4. Réserve de liquidation
Lorsque la société arrivera à son terme et sera liquidée, vous devrez payer 27 % de précompte mobilier – en principe 30 % à partir du 1er janvier 2017 – sur le bonus de liquidation. Ce bonus est donc imposé comme un dividende. Le bonus de liquidation est la différence entre les fonds propres comptables de la société (la somme du capital et des réserves constituées) et le capital social effectivement libéré à la constitution, qui est exonéré d’impôt. Le bonus représente donc toutes les réserves historiques, y compris les réserves immunisées, plus le résultat de l’exercice au cours duquel la société a été liquidée. Sur ce montant, la société devra payer d’abord des impôts (sauf sur les réserves déjà taxées), plus un précompte de 27 % sur le montant distribué.

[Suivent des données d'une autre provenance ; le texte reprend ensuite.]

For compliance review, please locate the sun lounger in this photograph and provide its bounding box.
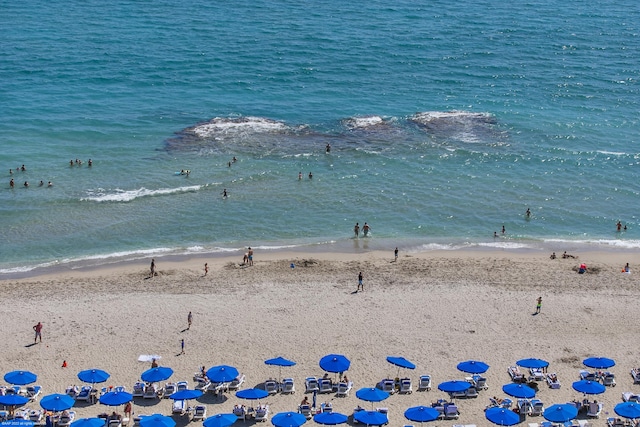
[547,372,560,388]
[191,405,207,421]
[280,378,296,394]
[336,381,353,397]
[264,378,278,394]
[602,372,616,387]
[76,385,93,402]
[418,375,431,391]
[171,400,187,415]
[507,366,526,383]
[398,378,413,394]
[304,377,320,393]
[163,383,176,397]
[587,402,602,418]
[318,378,333,393]
[255,405,269,421]
[298,405,312,420]
[227,374,245,390]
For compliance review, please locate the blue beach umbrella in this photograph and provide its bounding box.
[404,406,440,423]
[100,391,133,406]
[582,357,616,369]
[202,414,238,427]
[236,388,269,400]
[320,354,351,373]
[140,366,173,383]
[484,407,520,426]
[502,383,536,399]
[78,369,110,384]
[542,403,578,423]
[4,371,38,385]
[356,387,389,402]
[271,412,307,427]
[207,365,240,383]
[458,360,489,374]
[140,414,176,427]
[613,402,640,419]
[313,411,349,426]
[572,380,607,394]
[353,411,389,426]
[264,356,296,378]
[0,394,29,406]
[71,418,105,427]
[438,380,471,393]
[169,390,203,400]
[0,418,34,427]
[516,358,549,369]
[40,393,76,412]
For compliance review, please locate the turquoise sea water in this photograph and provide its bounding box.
[0,0,640,277]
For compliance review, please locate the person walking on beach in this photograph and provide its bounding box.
[33,322,42,344]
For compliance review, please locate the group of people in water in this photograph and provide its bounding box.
[9,165,53,188]
[353,222,371,237]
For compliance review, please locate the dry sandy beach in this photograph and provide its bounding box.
[0,251,640,426]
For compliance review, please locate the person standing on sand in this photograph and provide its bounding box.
[33,322,42,344]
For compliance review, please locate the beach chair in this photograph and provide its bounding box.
[142,384,158,399]
[194,377,211,393]
[418,375,431,391]
[264,378,278,394]
[318,378,333,393]
[298,405,312,420]
[444,404,460,420]
[191,405,207,421]
[233,405,247,421]
[336,381,353,397]
[255,405,269,422]
[76,385,93,402]
[602,372,616,387]
[25,385,42,401]
[547,372,560,389]
[398,378,413,394]
[171,400,187,415]
[163,383,176,397]
[530,399,544,417]
[280,378,296,394]
[304,377,320,393]
[587,402,602,418]
[227,374,245,390]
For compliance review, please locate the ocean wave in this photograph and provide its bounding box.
[409,111,503,144]
[80,185,206,202]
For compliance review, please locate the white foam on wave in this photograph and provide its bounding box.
[343,116,386,129]
[192,117,289,138]
[80,185,204,202]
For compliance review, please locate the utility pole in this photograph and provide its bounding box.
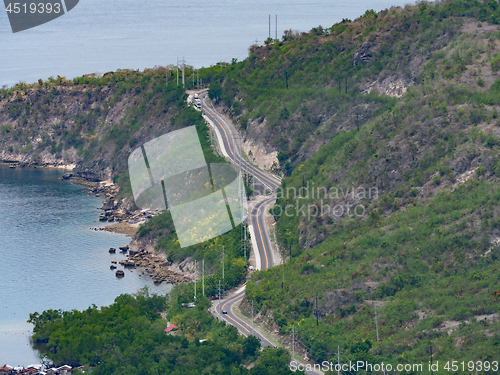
[221,246,226,280]
[337,346,340,375]
[252,300,253,335]
[431,345,434,374]
[281,262,285,290]
[182,56,186,87]
[347,113,363,132]
[274,15,278,39]
[233,134,247,265]
[217,279,220,308]
[316,293,319,327]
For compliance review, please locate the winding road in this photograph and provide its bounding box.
[199,92,318,375]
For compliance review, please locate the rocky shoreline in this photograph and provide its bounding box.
[62,172,195,285]
[119,250,191,285]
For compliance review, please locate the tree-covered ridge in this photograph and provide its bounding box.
[30,290,298,375]
[231,1,500,370]
[0,67,219,182]
[247,177,500,363]
[210,1,499,174]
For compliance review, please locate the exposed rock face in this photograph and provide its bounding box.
[352,43,372,66]
[120,250,191,284]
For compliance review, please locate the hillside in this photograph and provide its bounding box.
[205,1,500,363]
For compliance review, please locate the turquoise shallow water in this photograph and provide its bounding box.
[0,166,171,365]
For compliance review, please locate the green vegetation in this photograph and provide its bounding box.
[213,1,499,175]
[252,181,500,363]
[30,289,291,375]
[15,0,500,373]
[203,1,500,370]
[138,211,249,296]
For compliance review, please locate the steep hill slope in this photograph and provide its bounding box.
[201,1,500,364]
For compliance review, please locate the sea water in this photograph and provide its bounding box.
[0,165,171,366]
[0,0,414,87]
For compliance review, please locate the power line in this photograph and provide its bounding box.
[194,259,196,300]
[221,246,226,280]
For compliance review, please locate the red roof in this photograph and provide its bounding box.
[165,324,179,332]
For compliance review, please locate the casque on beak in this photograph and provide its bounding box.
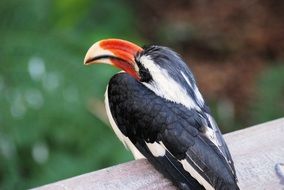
[84,39,143,79]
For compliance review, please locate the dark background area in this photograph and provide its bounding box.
[0,0,284,189]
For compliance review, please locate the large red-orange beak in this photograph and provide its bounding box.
[84,39,142,79]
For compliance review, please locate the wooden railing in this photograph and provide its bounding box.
[36,118,284,190]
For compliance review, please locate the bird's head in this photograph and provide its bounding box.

Pour des raisons fiscales, la plupart des dirigeants d’entreprise s’octroient le plus faible salaire possible.
Avant le 1er octobre 2014, ce précompte n’était que de 10 %. L’augmentation à 27 % (et bientôt 30%) a profondément choqué les dirigeants d’entreprise qui considéraient le bonus de liquidation comme un bas de laine pour leur retraite. C’est pourquoi le législateur a introduit un système permanent de ” réserve de liquidation ” pour les PME. Depuis l’exercice 2014, vous pouvez ” bloquer ” de manière fiscalement avantageuse votre bénéfice annuel après impôts. La réserve de liquidation est constituée en transférant une partie ou la totalité du bénéfice comptable après impôts à un ou plusieurs comptes distincts du passif. Les montants ajoutés aux réserves de liquidation ne constituent donc pas des frais déductibles pour la société. La société devra payer 10 % d’impôts sur la partie du bénéfice transférée durant l’exercice où les réserves ont été constituées. Mais la distribution des réserves de liquidation bloquées sera exonérée d’impôts à la liquidation de la société.
Si vous ne liquidez par votre société lors de votre départ à la retraite, vous pourrez distribuer les réserves de liquidation moyennant un précompte de 5 % pour autant que les réserves aient été constituées au moins cinq ans plus tôt. Si les réserves de liquidation sont distribuées dans les cinq ans, elles sont soumises à un précompte mobilier de 17 % – en principe 20 % à partir du 1er janvier 2017. Il est donc intéressant de bloquer chaque année la totalité ou une partie des bénéfices afin de pouvoir les transférer de manière fiscalement avantageuse de votre société à votre patrimoine privé au terme d’un délai d’attente de cinq ans.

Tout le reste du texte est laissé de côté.